Context-Free Languages
======================

Context-Free Languages
----------------------
In the previous chapters, we see that some languages are regular languages,
which means that we can define a DFA, NFA, Regular expression, or Regular
grammar for them.

Examples of regular languages:

* keywords in a programming language
* names of identifiers
* integers
* a finite list of miscillaneous symbols: = \ ;

Then we covered the Pumping Lemma which is a tool to
prove that if a language is not regular.

Examples for Not Regular languages:

* expressions: :math:`((a + b) - c)`
* block structures (:math:`\{\}` in Java/C++ and ``begin`` ... ``end``
  in Pascal)

We know that not all languages are not regular, since we've proved
some are not. Now we will look at a class of languages that is
larger than the regular languages, and more powerful:
Context-free languages..

**Definition:** A grammar :math:`G = (V, T, S, P)` is
context-free if all productions are of the form

   | :math:`A \rightarrow x`

| where :math:`A \in V` and :math:`x \in (V \cup T)^*`.
|    (:math:`T` includes :math:`\lambda`.)

**Definition:** :math:`L` is a context-free language (CFL) iff
:math:`\exists` context-free grammar (CFG) :math:`G` such that
:math:`L = L(G)`.

The above definition for Grammars is exactly the same as the one we
keep using from the first chapter in this book.
This means that all grammras we used (including the Regular Grammars)
are Context Free Grammars.

.. topic:: Example

   | :math:`G =(\{S\}, \{a, b\}, S, P)`
   |   :math:`S \rightarrow aSb\ |\ ab`
   | Derivation of :math:`aaabbb`:
   |   :math:`S \Rightarrow aSb \Rightarrow aaSbb \Rightarrow aaabbb`
   | :math:`L(G) = \{a^nb^n | n > 0\}`

   .. note::

      We have seen this before! Its not regular!
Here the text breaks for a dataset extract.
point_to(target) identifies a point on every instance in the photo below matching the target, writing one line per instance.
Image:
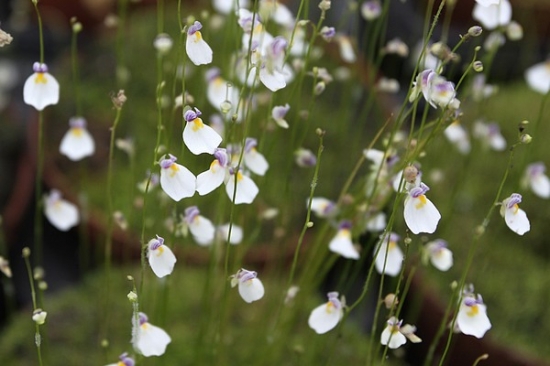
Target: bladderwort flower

**Definition:** A linear grammar has at most one variable on the
right hand side of any production.
Thus, right linear and left linear grammars are also linear grammars.
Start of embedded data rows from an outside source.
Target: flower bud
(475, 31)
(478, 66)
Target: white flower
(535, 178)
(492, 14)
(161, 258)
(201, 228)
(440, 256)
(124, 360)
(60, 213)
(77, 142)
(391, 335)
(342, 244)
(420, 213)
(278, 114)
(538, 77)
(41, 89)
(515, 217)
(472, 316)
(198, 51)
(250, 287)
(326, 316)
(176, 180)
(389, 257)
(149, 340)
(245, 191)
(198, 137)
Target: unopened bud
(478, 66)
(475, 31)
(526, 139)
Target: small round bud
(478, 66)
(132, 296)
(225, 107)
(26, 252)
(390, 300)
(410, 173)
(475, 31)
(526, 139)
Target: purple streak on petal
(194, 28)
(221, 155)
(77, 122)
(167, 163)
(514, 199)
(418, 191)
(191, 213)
So, this is a linear grammar.

.. topic:: Example

   | :math:`G = (\{S\}, \{a, b\}, S, P)`
   |   :math:`S \rightarrow aSa\ |\ bSb\ |\ a\ |\ b\ |\ \lambda`

   | Derivation of :math:`ababa`:
   |   :math:`S \Rightarrow aSa \Rightarrow abSba \Rightarrow ababa`

   | :math:`\Sigma = \{a, b\}, L(G) = \{w \in {\Sigma}^{*} | w=w^R\}`,

**Definition:** String derivation is to start at the starting point of
the grammar and do replacements until you can do no more replacements.
A variable in the grammar can be replaced by the right hand side of its
rule

.. topic:: Example

   | :math:`G = (\{S, A, B\}, \{a, b, c\}, S, P)`
   |   :math:`S \rightarrow AcB`
   |   :math:`A \rightarrow aAa\ |\ \lambda`
   |   :math:`B \rightarrow Bbb\ |\ \lambda`
   | :math:`L(G) = \{a^{2n}cb^{2m} | n, m \ge 0\}`

   | Note this is a context-free language and also a regular language.
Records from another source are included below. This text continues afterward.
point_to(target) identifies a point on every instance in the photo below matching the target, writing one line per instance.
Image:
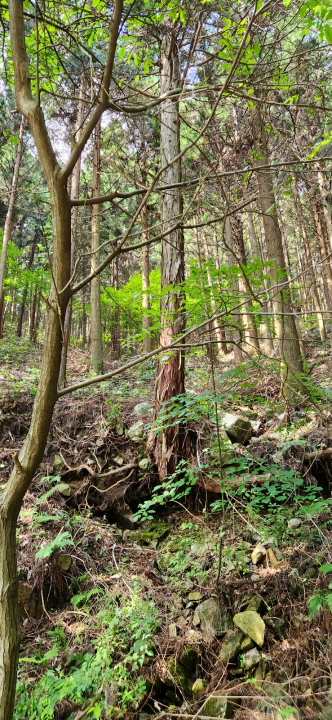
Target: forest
(165, 359)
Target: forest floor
(127, 617)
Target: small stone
(209, 616)
(142, 409)
(251, 658)
(271, 558)
(172, 631)
(258, 553)
(237, 428)
(195, 596)
(188, 658)
(198, 687)
(57, 463)
(136, 431)
(194, 637)
(119, 427)
(28, 601)
(247, 644)
(231, 647)
(66, 490)
(293, 523)
(278, 626)
(256, 603)
(144, 464)
(252, 625)
(64, 562)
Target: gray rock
(258, 553)
(294, 523)
(256, 603)
(247, 644)
(231, 646)
(198, 687)
(252, 625)
(237, 428)
(119, 427)
(251, 658)
(278, 626)
(64, 562)
(209, 617)
(144, 464)
(136, 431)
(65, 490)
(172, 631)
(142, 409)
(194, 596)
(218, 706)
(227, 451)
(28, 601)
(188, 658)
(57, 463)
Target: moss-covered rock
(188, 658)
(252, 625)
(219, 706)
(231, 646)
(149, 536)
(179, 677)
(208, 615)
   | Derivations of :math:`aacbb`:
   |    1. :math:`S \Rightarrow \underline{A}cB \Rightarrow a\underline{A}acB
                  \Rightarrow aac\underline{B} \Rightarrow aac\underline{B}bb \Rightarrow aacbb`
   |    2. :math:`S \Rightarrow Ac\underline{B} \Rightarrow Ac\underline{B}bb
                 \Rightarrow \underline{A}cbb \Rightarrow a\underline{A}acbb \Rightarrow aacbb`
   |        Note: Next variable to be replaced is underlined.
   |        There are more derivations of this.

   This grammar is **not** a linear grammar, as there is a choice of
   which variable to replace.

By looking at the previous example, some sentential forms have multiple
variables, this raises a question, Which variable should be replaced?
To write an algorithm to perform replacements, we need some order.
We will see this when we look at parsing algorithms.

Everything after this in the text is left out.